Rodney Small, Director of Common Good Solutions Inc. and One North End in front of Uniake Square, a public housing residential area in North End Halifax NS. (Aaron McKenzie Fraser)

Rodney Small, director of Halifax’s O.N.E., says pandemic-related gentrification is pushing Black Nova Scotians out of the town’s North Finish neighbourhood (Photograph by Aaron McKenzie Fraser)

Small says the acquainted cycle of a Black Nova Scotian group being intentionally impoverished and devalued, just for white traders to swoop in and make a revenue by displacing Black residents, is taking part in out in Halifax’s North Finish.
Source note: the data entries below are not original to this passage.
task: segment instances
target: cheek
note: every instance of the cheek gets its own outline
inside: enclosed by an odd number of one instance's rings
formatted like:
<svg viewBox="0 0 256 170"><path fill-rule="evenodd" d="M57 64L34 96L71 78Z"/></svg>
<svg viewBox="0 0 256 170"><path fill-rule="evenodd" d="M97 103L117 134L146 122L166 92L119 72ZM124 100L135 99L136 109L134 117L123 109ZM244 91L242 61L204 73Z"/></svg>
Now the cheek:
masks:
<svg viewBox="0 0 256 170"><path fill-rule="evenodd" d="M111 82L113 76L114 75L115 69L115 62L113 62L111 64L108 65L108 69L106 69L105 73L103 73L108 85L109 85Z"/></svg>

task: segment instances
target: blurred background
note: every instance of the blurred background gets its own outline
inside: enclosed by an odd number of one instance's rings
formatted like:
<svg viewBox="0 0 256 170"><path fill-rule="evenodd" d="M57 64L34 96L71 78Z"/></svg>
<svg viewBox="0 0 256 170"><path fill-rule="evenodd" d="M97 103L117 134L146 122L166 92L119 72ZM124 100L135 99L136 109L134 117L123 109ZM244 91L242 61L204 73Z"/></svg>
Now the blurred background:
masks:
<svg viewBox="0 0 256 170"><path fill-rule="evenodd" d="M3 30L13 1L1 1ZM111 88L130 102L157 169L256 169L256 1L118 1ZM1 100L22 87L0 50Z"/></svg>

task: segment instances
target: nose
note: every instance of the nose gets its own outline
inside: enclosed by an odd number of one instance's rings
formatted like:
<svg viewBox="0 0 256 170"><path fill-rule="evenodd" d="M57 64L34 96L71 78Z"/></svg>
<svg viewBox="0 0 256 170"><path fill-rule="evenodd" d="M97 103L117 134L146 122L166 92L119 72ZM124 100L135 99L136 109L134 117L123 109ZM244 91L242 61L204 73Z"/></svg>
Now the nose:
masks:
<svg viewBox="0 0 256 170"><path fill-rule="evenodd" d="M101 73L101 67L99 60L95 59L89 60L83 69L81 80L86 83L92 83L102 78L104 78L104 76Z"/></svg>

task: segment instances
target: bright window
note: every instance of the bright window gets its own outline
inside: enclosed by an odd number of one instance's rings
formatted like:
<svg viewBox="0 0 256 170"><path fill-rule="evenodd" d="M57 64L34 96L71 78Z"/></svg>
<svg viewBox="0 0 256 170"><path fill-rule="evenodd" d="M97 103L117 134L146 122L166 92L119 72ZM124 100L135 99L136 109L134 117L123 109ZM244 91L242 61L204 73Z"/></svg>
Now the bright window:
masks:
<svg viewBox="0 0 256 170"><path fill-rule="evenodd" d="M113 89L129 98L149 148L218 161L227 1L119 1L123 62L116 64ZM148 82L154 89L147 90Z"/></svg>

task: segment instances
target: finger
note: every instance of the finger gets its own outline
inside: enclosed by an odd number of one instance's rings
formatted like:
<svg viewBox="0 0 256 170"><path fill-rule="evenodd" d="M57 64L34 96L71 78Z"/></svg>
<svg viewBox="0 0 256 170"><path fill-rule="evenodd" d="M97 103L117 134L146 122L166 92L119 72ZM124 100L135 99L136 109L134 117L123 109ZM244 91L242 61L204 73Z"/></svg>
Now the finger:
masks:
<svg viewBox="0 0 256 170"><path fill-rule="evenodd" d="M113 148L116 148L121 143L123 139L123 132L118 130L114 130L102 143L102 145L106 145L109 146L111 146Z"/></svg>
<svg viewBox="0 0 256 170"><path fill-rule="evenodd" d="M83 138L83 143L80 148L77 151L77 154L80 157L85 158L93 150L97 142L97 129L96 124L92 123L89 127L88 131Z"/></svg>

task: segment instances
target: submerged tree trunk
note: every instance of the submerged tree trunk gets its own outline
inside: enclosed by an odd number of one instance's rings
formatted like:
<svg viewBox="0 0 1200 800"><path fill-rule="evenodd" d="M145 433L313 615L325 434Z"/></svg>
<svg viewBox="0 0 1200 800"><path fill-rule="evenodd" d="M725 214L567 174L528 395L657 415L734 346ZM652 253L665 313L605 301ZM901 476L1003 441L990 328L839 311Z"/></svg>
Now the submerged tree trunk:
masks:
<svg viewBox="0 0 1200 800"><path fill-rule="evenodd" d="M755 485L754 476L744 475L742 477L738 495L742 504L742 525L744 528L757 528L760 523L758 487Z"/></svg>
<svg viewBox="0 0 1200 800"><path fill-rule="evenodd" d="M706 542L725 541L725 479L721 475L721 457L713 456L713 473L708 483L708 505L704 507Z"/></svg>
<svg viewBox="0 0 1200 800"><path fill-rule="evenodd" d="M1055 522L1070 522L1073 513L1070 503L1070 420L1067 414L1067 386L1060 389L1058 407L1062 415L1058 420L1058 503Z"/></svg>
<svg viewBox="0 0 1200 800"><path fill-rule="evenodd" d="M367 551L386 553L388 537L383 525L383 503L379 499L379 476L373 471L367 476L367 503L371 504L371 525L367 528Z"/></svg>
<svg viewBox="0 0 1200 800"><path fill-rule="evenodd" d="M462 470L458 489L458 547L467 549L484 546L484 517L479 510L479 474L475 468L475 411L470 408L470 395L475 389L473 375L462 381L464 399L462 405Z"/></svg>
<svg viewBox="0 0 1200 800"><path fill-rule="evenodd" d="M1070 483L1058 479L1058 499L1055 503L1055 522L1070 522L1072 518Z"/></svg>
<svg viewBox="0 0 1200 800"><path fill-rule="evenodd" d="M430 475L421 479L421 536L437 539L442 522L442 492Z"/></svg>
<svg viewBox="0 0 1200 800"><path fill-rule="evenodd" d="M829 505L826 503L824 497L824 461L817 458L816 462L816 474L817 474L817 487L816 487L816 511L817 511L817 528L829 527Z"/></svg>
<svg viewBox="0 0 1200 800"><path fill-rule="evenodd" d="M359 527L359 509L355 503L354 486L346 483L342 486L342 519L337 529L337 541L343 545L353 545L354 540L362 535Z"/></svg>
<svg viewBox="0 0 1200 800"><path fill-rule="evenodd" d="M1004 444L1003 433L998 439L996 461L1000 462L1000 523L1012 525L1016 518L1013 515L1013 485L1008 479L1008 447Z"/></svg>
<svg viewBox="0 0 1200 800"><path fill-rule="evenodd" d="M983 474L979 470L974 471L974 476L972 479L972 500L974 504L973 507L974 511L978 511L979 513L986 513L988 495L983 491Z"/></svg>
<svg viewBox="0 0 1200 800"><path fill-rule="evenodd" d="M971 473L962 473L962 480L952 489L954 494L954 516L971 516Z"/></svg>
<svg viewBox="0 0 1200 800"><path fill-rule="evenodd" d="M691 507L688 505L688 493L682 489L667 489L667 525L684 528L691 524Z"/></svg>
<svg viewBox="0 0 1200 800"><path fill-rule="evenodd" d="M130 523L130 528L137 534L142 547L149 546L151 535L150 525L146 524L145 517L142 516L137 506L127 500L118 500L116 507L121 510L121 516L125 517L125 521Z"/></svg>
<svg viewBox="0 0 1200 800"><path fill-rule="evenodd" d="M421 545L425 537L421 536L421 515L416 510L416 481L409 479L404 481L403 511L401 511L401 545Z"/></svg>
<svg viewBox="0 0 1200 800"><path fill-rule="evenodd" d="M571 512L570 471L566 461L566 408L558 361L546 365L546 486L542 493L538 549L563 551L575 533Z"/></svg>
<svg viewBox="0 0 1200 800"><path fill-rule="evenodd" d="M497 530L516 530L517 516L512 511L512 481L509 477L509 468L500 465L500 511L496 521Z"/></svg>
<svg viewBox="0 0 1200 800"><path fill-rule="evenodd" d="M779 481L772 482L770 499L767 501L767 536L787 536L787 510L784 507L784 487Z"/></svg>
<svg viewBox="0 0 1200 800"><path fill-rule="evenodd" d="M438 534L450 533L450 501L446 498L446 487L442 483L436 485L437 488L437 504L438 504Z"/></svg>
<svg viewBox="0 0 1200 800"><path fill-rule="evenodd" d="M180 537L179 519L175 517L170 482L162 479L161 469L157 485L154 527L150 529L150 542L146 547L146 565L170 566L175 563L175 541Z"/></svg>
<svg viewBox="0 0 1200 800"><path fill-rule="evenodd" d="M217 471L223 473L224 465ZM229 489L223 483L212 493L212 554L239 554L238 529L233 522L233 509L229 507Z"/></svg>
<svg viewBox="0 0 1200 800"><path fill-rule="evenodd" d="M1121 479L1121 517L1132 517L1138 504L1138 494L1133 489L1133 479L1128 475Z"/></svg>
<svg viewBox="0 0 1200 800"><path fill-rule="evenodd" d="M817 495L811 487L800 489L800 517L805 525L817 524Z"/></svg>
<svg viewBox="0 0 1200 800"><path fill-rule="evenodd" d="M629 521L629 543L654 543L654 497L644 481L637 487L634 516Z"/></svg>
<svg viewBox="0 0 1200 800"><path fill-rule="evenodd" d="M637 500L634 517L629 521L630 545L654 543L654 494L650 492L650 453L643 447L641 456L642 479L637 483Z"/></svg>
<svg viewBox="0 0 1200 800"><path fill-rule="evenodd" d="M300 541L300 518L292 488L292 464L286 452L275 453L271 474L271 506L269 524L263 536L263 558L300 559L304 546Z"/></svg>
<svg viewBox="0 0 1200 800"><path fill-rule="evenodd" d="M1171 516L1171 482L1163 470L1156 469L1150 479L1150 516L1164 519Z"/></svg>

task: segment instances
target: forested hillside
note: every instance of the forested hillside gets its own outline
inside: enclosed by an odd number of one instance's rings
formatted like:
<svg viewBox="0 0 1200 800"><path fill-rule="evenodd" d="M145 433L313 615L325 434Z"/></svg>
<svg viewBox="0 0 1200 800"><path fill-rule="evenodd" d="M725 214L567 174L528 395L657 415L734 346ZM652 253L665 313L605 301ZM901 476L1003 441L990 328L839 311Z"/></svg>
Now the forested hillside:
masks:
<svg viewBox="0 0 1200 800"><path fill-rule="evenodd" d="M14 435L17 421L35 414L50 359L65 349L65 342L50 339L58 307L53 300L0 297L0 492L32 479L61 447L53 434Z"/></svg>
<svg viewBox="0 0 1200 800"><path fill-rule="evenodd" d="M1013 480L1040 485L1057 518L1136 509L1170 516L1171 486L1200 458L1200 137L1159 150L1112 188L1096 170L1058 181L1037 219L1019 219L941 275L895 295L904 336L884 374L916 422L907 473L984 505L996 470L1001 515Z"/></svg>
He remembers selecting up a replica of WestJet’s on-board journal on a flight in 2018 and being floored by a breathless description of the neighbourhood’s hip new cafés and boutiques—this after years of seeing the neighbourhood he grew up in described as crime-ridden and undesirable in media stories.

Small says he helps laws requiring builders to implement agreements with native communities to make sure new builds will profit current residents. Luther, the CEO of Halifax Partnership, says she’s keenly conscious the town can’t hold welcoming new residents at this tempo with out addressing the stress they’re placing on the individuals who already dwell there: “If housing is a funnel and you place 10,000 individuals a 12 months within the high, however you don’t materially improve your housing inventory sufficient to maintain up, then individuals will probably be pushed out the underside into homelessness.”

So, whereas a sudden inflow of wealth and new residents is an issue any mayor could be thrilled to have, planning for it’s a drawback nonetheless. The area could also be dwelling to the very best communities for distant staff, however individuals who don’t work remotely—and don’t have tons of of hundreds of {dollars} in fairness constructed up from proudly owning property in Toronto or Vancouver—need to dwell in nice communities, too. As individuals like Mahoney purchase and renovate houses, planning will probably be essential to make sure individuals like Small, their new neighbours, don’t expertise progress and prosperity as a change for the more severe.

Nonetheless, whereas there are challenges that come together with the alternatives, the area is having fun with its shift in fortune. Luther says some are having hassle believing it: “It’s taking a while for our residents, our authorities colleagues and others to comprehend this progress is actual.”

At a time when the world has misplaced a lot, nobody’s begrudging a long-time underdog a little bit of well-deserved success.